So here I am. Forty-ish. Hot flashes on shuffle. Sleep is a rumor, and my one-year-old has decided now is the perfect time to start screaming for fun. This is not a drill. This is my life.
The Plot Twist Nature Never Warned Me About
Nobody tells you that perimenopause and toddlerhood can overlap. You think you've got a 20-year gap, right? Wrong. It's like Mother Nature looked at me and said, "Let's just layer these life stages on top of one another, and let's see what kind of black hole we can open."
So now I'm simultaneously:
- Sweating through my shirt while trying to put pants on my toddler.
- Crying over a sentimental commercial while my toddler cries over the fork I won't allow her to stick in the outlet.
- Googling "perimenopause symptoms" while also Googling "why is my toddler's poop a weird shade of tan?"

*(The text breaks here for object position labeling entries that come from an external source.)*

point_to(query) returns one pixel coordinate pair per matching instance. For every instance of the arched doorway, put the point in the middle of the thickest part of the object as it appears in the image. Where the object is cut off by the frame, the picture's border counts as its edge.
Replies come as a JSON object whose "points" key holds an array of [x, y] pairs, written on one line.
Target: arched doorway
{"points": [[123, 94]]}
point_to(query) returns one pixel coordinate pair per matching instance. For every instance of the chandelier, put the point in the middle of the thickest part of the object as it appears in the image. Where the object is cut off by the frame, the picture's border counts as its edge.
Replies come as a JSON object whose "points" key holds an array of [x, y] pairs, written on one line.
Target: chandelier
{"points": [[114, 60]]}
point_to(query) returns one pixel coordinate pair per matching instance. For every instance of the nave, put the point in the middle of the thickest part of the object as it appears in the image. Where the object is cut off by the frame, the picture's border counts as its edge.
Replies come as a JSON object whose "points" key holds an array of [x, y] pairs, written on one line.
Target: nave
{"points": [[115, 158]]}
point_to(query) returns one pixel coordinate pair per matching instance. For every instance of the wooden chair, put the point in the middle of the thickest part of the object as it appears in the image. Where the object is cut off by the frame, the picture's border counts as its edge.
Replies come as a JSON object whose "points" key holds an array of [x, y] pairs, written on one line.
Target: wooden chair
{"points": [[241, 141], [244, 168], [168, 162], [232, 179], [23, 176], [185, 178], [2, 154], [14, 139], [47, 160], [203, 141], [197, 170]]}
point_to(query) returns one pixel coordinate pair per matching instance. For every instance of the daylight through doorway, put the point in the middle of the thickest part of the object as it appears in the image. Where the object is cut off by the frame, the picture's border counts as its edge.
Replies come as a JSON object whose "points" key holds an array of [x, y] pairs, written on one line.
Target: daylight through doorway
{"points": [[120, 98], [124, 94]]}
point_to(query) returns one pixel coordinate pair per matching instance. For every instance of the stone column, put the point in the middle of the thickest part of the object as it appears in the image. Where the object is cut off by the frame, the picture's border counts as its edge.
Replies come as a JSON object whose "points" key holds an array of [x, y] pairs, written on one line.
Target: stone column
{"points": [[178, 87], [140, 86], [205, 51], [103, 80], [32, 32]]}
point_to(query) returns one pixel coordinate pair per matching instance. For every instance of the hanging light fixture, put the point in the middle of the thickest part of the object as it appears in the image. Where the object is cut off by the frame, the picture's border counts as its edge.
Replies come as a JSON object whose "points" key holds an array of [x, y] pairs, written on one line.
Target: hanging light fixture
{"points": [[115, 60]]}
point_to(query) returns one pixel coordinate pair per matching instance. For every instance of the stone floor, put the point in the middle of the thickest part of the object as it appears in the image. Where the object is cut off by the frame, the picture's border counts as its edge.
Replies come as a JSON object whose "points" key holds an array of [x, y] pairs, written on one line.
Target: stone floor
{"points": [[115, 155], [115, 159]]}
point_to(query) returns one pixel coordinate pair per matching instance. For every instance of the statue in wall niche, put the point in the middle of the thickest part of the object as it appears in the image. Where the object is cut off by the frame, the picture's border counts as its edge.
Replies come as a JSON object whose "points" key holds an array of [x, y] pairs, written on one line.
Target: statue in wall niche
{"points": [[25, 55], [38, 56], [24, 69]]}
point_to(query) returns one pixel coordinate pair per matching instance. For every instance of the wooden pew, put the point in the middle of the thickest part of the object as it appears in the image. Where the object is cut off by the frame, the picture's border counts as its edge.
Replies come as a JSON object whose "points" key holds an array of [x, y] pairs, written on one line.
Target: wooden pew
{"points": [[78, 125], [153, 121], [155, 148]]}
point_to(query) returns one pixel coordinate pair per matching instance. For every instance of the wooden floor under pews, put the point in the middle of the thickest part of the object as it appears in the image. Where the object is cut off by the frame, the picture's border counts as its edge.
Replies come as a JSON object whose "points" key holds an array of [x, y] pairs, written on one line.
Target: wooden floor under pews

- Toddler meltdown at Walmart? Check.
- Mommy meltdown at Walmart because she's standing in the freezer aisle, freezer door open because she's having a hot flash? DOUBLE CHECK.
- 12 AM: Toddler wakes for the first time.
- 1 AM: I awake in a sweat puddle.
- 2 AM: Toddler cries because the moon was too bright.
- 3 AM: I'm wide-awake, wondering if I returned a certain book in the fourth grade or if geese experience "goosebumps"?
- 5AM: Toddler raises up in her crib like a vampire would rise from their coffin.
- 7AM: Toddler and I are watching Bluey for the 587th time while sharing Fruit Loops from the box.